Mãe Quelé

Por João Rocha

Um artista popular a batizou Quelé. Canto único. Legítima raiz africana de nossa gente, é objeto de culto, reverenciada com velas, fitas, ex-votos.

Numa casinha em Valença, Estado do Rio, nasceu Clementina de Jesus. Era 7 de fevereiro, talvez 1901. Pai capoeirista e violeiro.

A menina gastava o dia espiando a mãe lavar roupa no córrego atrás da casa. A cantoria inundava tudo: cantos de trabalho, jongos, ladainhas, sambas, modas, corimás.

Quando tinha oito anos, a família foi para a capital. Bairro de Jacarepaguá. Em frente morava João Cartolinha, mestre de pastoril que se encantou com a voz da menina. Foi quem lhe pôs o apelido, Quelé.

Com Cartolinha, chegou a Oswaldo Cruz, reduto de samba e berço da Portela. Lá, mocinha, encontrou grandes do samba: Donga, João da Baiana, Paulo da Portela, Heitor dos Prazeres, Tia Ciata.

Gostava de cantar, mas não lhe ocorria ser profissional. Vivia com prazer o universo de blocos de sujo, ranchos, cordões, corsos. Tornou-se diretora das escolas Unidos do Riachuelo e Índios do Acaú; oradora oficial e princesa da Velha Guarda da Estação Primeira, futura Mangueira. 

Encontro sagrado
Apesar do prestígio, vida dura: doméstica, engomadeira, banqueteira. Dizia que, certa vez, enquanto batia roupa em casa de madame, lhe perguntaram se estava cantando ou miando. Canto único, original.

Num 15 de agosto, 1963, a voz áspera, anasalada, imponente, fisgou Hermínio Bello de Carvalho. Dia de homenagem a Nossa Senhora da Glória. Na centenária igreja do outeiro da Glória, ofereciam preces e cantos sacros; aos pés do morro, na Taberna da Glória, a sexagenária Clementina oferecia jongo, curima, caxambu, partido-alto. O produtor cultural Hermínio viu pela primeira vez, “iluminada em suas rendas brancas”, Quelé cantar. ” Senti que acabava de acontecer algo importante em minha vida.”, disse ele mais tarde.

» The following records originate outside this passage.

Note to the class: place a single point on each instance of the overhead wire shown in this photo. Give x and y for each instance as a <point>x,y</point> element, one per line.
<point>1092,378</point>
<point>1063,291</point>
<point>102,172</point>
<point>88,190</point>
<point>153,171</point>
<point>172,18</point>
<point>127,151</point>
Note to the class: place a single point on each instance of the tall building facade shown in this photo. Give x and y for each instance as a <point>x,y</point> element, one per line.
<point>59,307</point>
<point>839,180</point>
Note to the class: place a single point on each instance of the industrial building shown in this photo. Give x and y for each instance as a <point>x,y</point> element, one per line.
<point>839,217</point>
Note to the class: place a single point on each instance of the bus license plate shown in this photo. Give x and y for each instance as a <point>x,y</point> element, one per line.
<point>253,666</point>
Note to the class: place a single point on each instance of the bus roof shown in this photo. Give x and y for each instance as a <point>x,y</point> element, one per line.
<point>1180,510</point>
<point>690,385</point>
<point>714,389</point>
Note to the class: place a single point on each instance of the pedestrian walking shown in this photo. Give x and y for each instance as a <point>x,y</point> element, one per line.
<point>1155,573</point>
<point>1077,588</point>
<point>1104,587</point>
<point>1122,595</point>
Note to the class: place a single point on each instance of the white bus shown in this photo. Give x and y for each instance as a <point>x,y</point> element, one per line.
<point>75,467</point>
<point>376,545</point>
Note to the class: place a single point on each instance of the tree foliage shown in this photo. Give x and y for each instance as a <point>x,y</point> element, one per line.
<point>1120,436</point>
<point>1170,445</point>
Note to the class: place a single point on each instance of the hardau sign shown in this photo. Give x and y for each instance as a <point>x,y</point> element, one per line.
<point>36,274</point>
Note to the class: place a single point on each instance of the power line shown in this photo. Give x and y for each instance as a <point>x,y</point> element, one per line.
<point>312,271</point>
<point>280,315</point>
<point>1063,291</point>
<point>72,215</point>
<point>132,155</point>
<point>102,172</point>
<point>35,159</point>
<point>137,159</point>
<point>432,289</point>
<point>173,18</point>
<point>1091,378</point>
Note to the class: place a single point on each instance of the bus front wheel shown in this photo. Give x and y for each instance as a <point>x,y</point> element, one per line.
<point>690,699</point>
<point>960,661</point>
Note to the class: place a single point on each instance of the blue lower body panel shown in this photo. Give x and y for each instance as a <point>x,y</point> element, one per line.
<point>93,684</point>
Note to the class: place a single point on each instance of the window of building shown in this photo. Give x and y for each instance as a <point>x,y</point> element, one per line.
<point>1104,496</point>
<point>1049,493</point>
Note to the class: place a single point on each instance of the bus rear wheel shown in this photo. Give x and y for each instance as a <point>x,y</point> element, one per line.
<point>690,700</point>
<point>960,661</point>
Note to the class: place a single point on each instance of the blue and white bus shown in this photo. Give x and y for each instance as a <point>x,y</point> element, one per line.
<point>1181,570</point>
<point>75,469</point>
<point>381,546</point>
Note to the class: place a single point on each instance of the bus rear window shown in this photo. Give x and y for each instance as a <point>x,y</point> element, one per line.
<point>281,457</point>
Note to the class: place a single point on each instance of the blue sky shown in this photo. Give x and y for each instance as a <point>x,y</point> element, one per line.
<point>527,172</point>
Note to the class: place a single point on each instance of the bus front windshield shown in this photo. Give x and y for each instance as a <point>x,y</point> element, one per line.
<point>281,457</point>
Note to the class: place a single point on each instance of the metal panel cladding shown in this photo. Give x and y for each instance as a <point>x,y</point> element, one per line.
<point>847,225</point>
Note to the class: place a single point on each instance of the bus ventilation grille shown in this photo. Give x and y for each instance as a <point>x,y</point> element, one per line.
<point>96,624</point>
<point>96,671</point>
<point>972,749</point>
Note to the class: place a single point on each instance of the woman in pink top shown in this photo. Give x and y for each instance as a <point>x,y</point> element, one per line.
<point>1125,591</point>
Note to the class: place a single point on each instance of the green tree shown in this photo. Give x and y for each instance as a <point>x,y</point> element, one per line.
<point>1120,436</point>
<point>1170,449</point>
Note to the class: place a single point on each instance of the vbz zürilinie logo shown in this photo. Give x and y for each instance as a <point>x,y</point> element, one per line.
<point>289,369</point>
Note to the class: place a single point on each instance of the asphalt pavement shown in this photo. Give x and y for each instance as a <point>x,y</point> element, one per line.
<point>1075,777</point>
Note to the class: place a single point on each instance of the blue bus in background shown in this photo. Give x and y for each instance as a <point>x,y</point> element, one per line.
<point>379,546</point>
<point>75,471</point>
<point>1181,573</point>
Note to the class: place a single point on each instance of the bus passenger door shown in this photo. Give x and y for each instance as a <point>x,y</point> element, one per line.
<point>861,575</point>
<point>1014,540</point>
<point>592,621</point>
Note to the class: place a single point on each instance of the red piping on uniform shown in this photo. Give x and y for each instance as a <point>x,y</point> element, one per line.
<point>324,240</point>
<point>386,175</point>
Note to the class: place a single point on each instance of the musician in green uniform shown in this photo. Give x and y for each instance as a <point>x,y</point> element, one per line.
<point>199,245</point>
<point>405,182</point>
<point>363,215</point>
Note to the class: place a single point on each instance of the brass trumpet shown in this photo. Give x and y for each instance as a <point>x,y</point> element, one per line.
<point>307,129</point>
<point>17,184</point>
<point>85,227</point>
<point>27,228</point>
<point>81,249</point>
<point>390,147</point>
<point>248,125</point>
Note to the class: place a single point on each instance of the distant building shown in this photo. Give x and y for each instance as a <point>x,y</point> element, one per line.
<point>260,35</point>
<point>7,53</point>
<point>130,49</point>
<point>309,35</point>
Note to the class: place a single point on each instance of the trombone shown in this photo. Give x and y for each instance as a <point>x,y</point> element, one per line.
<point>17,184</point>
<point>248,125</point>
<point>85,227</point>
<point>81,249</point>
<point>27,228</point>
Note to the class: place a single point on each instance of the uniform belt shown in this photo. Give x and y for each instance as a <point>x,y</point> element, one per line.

O encontro marcaria a história da música brasileira. Em Quelé, identificamos nossas mais profundas raízes africanas.

Ciclo Baobá
Sete de dezembro de 1964. Teatro Jovem, Rio. Dirigida por Hermínio, Clementina estréia em público. Tem 63 anos. Precisa de um litro de cinzano para vencer o nervosismo. Elton Medeiros, César Faria e seu filho Paulinho da Viola a acompanham. A plateia ficou de queixo caído.

Três meses depois, volta para o antológico espetáculo Rosa de Ouro.

Ao lado de Aracy Cortes, surge para o grande público. Jornais, revistas, rádios. Todos falam das duas damas que conquistaram o Rio cantando samba.

Começa fulgurante carreira. Rosa de Ouro vira disco. Vieram mais dez. Gravou com Pixinguinha e João da Baiana. Em 1982, a escola Lins Imperial saiu com o enredo Clementina, uma Rainha Negra. Em 1983, no Teatro Municipal, foi homenageada com show do qual participaram Elizeth Cardoso, João Nogueira, Paulinho da Viola, Gilberto Gil e Beth Carvalho, acompanhados pela Orquestra Sinfônica e a bateria da Mangueira.

No final da vida, passou dificuldades. Para complementar a aposentadoria, cobrava o que dessem por apresentações em bares na noite carioca.

Morreu de derrame, em 19 de julho de 1987. Foi velada no Teatro João Caetano, palco de tantas noites de glória. E, ao som do partido-alto Clementina, Cadê Você?, de Elton Medeiros (1965), amigos e admiradores viram-na voltar à terra. Encerrava-se o ciclo que Hermínio chamou de baobá:

[…] aquela árvore africana de largo tronco e cuja folhagem rendilha sombras estranhas, expurgatórias talvez do banzo que sofrem os negros. Banzo que há algum tempo vi nos olhos espelhados da grande Mãe Brasileira.